The Sound of Fury / Try and Get Me
Cy Endfield| USA | 1950 | 88 minutes
Based on Jo Pagano’s novel The Condemned, the film recreates a dismal chapter in American history. In 1933, the otherwise peace-loving citizens of San Jose, CA, were stirred up by blind hatred into forming a mob and lynching two accused kidnappers (this same incident was fictionalized in the 1935 Fritz Lang film Fury).
Director Endfield wound up in the UK, where he directed the likes of Hell Drivers, featuring a young Sean Connery, and Zulu.
Salt of the Earth + The Hollywood Ten
Herbert J. Biberman | USA | 1954 | 94 minutes
Based on an actual strike against the Empire Zinc Mine in New Mexico, Salt of the Earth deals with prejudice against Mexican-American workers, who struck to attain equality in wages and treatment with their Anglo-American counterparts. While never officially banned — that would have been unamerican, after all — the film’s stance and exposure of the divide and rule practices of the bosses in the political climate of the times obviously contributed to the extremely limited release that it did receive.
Director Biberman was one of the Hollywood Ten and had earlier directed the short documentary of the same name, which will be shown before Salt of the Earth.
Tell them Willie Boy is Here
Abraham Polonsky | USA | 1969 | 94 minutes
Polonsky returned to direction after 21 blacklist years since Force of Evil, with this contemporary Western about a manhunt for a Piute Indian presumed guilty of a crime defined by circumstance rather than by fact. The allegory about witch-hunting is there for the asking, taken a stage further than usual in the bitter irony whereby the hitherto Americanised Willie, accused in effect of being an Indian, gradually reverts to being an Indian in the archetypally savage sense.

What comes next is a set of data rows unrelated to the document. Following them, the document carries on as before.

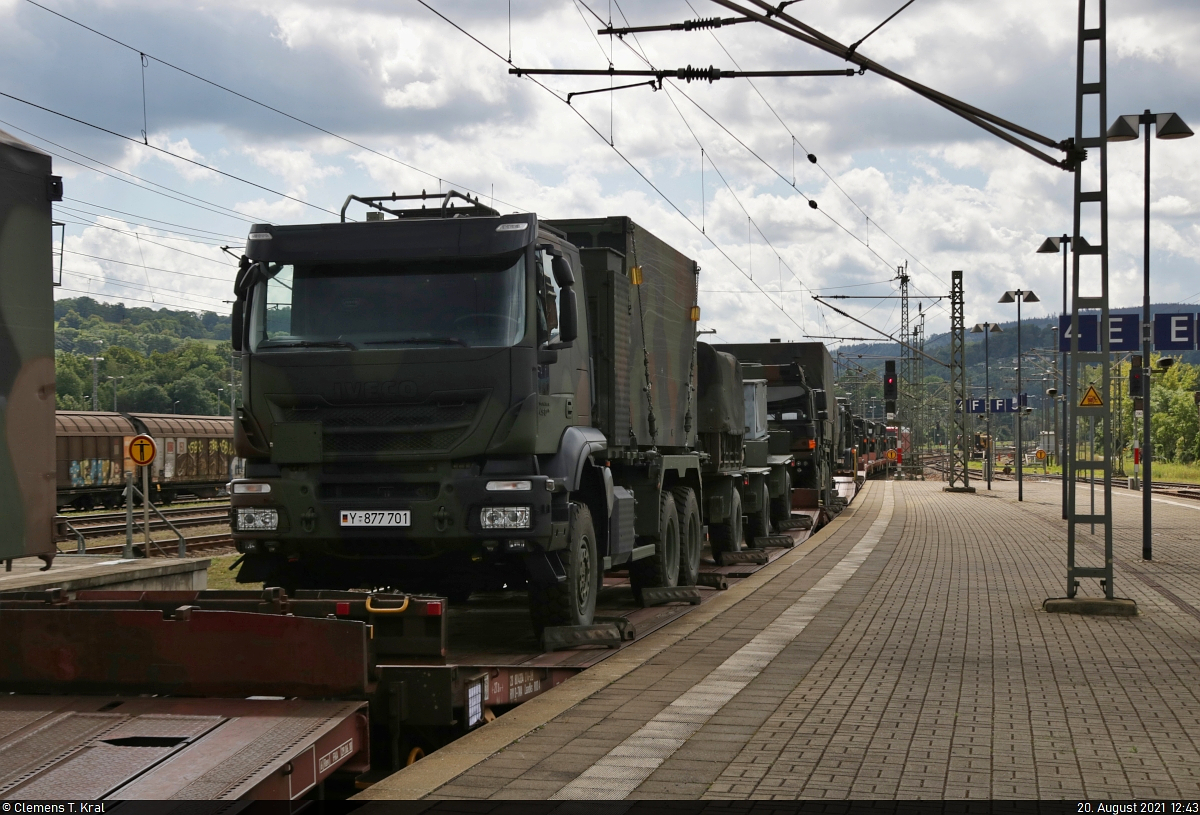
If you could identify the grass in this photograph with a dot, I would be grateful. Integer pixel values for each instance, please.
(221, 579)
(1163, 471)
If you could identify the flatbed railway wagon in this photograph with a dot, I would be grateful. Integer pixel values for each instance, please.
(27, 349)
(195, 457)
(261, 694)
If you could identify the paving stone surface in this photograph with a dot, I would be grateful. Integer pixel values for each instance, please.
(924, 667)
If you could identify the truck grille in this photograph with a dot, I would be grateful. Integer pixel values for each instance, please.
(369, 443)
(385, 415)
(376, 491)
(371, 430)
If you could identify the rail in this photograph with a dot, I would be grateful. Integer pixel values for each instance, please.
(81, 546)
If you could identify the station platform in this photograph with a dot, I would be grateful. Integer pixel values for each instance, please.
(73, 573)
(901, 652)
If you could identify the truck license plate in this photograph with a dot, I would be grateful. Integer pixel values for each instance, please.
(396, 517)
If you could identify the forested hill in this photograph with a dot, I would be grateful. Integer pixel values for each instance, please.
(79, 321)
(160, 360)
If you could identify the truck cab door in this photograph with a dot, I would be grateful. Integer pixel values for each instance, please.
(564, 384)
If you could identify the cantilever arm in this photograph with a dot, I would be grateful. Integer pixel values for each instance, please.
(988, 121)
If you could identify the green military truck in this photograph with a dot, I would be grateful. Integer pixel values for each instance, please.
(27, 351)
(448, 399)
(799, 377)
(745, 478)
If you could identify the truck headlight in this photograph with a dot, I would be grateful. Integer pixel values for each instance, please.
(252, 519)
(504, 517)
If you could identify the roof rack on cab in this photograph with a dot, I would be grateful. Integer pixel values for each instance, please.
(445, 211)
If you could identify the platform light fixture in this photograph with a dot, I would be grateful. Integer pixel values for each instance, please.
(1019, 297)
(1128, 129)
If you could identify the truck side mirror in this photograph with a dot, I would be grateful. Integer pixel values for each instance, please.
(563, 274)
(568, 312)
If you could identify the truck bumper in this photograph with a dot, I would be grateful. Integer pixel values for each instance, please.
(443, 517)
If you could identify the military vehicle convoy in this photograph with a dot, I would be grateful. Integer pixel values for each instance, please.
(799, 379)
(449, 399)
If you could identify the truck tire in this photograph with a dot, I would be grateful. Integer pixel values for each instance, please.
(691, 534)
(726, 535)
(759, 523)
(574, 600)
(661, 568)
(781, 507)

Polonsky’s service with OSS during World War II — i.e. the organisation that subsequently became the CIA — counted for nothing as far as HUAC was concerned and he was blacklisted.
Johnny Got His Gun
Dalton Trumbo | USA | 1971 | 111 minutes
Dalton Trumbo’s anti-war novel of the same name, about a WWI doughboy who is left limbless, blind, deaf and mute and – in contradiction of the military doctors – mentally intact following a shell explosion was first published in 1939. With the US’s entry into WWII Trumbo had the novel withdrawn from publication, feeling that the fight against fascism was paramount. When receiving correspondence from isolationist/America First/Nazi sympathisers during the war he would pass it on to the FBI. Much like Polonsky this mattered naught to HUAC. With the novel enjoying a new lease of life in the context of Vietnam and Trumbo’s fronted work in the 1950s coming into the open, he then made his directorial debut — and, as it would turn out only directorial credit — with this adaptation.
Martin Ritt | USA | 1976 | 95 minutes
Several blacklist victims appear before and behind the cameras in this comedy about the relationships between a front — i.e. a non-blacklisted person who presented the work of those blacklisted as their own — and his clients. Woody Allen plays the front, who gradually becomes politically and morally aware and ends up himself taking a stand.